Red Bull Racing boss Christian Horner insists that he is still waiting to find out what Renault’s plans are for 2016 and beyond, despite strong suggestions that RBR has already made the first move to end its relationship with the French manufacturer.

Paddock sources have indicated that Red Bull has sent a formal notice of termination to Renault, a move that would seem to indicate that the management is confident that it already has an alternative deal lined up with Mercedes.

The issue is further complicated by the necessity to sort out an alternative supply for Toro Rosso as well.

“All I can tell you is that we’ve got a contract with Renault that goes to the conclusion of 2016, and that’s our situation,” said Horner today. “We’re waiting to hear what Renault’s plans and commitments are longer term, and I guess once we understand that then we’ll be able to make decisions accordingly regarding our future.”

Horner would not elaborate on suggestions that Renault has not met performance clauses in its contract with RBR, and that gives the team a way to get out of the deal.

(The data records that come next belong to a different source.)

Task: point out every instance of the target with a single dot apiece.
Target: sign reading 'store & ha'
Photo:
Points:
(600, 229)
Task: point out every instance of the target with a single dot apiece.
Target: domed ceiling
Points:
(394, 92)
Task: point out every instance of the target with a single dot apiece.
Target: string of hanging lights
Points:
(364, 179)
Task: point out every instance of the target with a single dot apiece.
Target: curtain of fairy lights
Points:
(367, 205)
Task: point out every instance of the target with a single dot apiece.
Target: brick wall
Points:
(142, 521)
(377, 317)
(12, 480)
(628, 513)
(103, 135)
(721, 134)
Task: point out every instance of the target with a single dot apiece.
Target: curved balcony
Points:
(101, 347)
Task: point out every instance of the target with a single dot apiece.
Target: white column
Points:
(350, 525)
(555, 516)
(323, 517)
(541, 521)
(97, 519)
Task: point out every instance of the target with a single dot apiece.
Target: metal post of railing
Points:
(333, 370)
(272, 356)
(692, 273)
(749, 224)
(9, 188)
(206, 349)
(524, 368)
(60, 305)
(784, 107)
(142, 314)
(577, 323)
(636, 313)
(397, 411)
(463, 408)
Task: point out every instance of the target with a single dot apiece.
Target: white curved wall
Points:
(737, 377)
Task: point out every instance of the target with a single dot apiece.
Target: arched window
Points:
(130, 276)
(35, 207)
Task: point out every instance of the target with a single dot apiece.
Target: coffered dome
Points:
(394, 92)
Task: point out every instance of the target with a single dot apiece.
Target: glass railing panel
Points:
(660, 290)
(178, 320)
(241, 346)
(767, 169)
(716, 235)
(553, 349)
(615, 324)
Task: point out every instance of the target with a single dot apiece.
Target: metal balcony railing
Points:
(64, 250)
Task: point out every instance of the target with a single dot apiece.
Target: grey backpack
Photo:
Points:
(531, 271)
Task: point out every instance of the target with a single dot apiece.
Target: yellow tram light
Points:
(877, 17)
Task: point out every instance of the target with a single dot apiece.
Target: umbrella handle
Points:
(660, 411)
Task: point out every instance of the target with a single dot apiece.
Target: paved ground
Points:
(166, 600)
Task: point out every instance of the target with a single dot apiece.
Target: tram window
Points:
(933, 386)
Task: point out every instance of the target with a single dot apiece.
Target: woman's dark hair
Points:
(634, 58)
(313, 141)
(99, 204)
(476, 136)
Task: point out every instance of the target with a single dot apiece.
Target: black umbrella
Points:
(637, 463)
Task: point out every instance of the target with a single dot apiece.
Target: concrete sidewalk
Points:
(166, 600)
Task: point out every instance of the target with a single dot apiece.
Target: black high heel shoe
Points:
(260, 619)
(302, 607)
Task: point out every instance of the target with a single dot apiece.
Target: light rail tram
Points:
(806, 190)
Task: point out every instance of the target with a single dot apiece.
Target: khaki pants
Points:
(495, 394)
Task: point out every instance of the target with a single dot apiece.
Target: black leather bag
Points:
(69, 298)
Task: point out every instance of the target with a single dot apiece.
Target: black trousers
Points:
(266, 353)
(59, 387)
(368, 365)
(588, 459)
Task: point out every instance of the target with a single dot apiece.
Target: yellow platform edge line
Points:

“The contents of any agreement between the parties are confidential, but as is standard in any competitive contract, or supply contract, there’s obligation from both sides. Those obligations are quite clear between the two parties.”

He insisted that the potential status of Lotus as a works team, when RBR has previously been announced in that role, was not necessarily the key issue.

“Not really. We just want to know what Renault’s commitment is. Whatever they do, they need to have a competitive engine, unless they stop. For us, we just want to understand what the position of Renault is. We’ve enjoyed some very competitive years with Renault, we’ve won eight World Championships together, 50 Grands Prix, and let’s see what the future holds.

“Renault had four teams last year. Lotus left because they didn’t want to be with Renault, and the other team went bust. So we ended up as two teams by default. Renault have run with four teams previously, so the bottom line is the product has got to be competitive, whether it’s one two or four teams.”

Horner acknowledged that the team needs to know sooner rather than later what power unit it will be running next year.

“Of course an engine is an integral part of the car, and as the concept is being born you want the engine to be a part of that. You also have situations like Ross Brawn had in 2009, when he probably didn’t find out until November or December what engine he was going to have for that season. And then of course compromises inevitably have to be made.

“It’s not something that we’ve given a huge amount of thought to at the moment, because we do have an agreement with Renault until the end of next year, and our assumption at the moment is that we will have a Renault engine in the car next year.”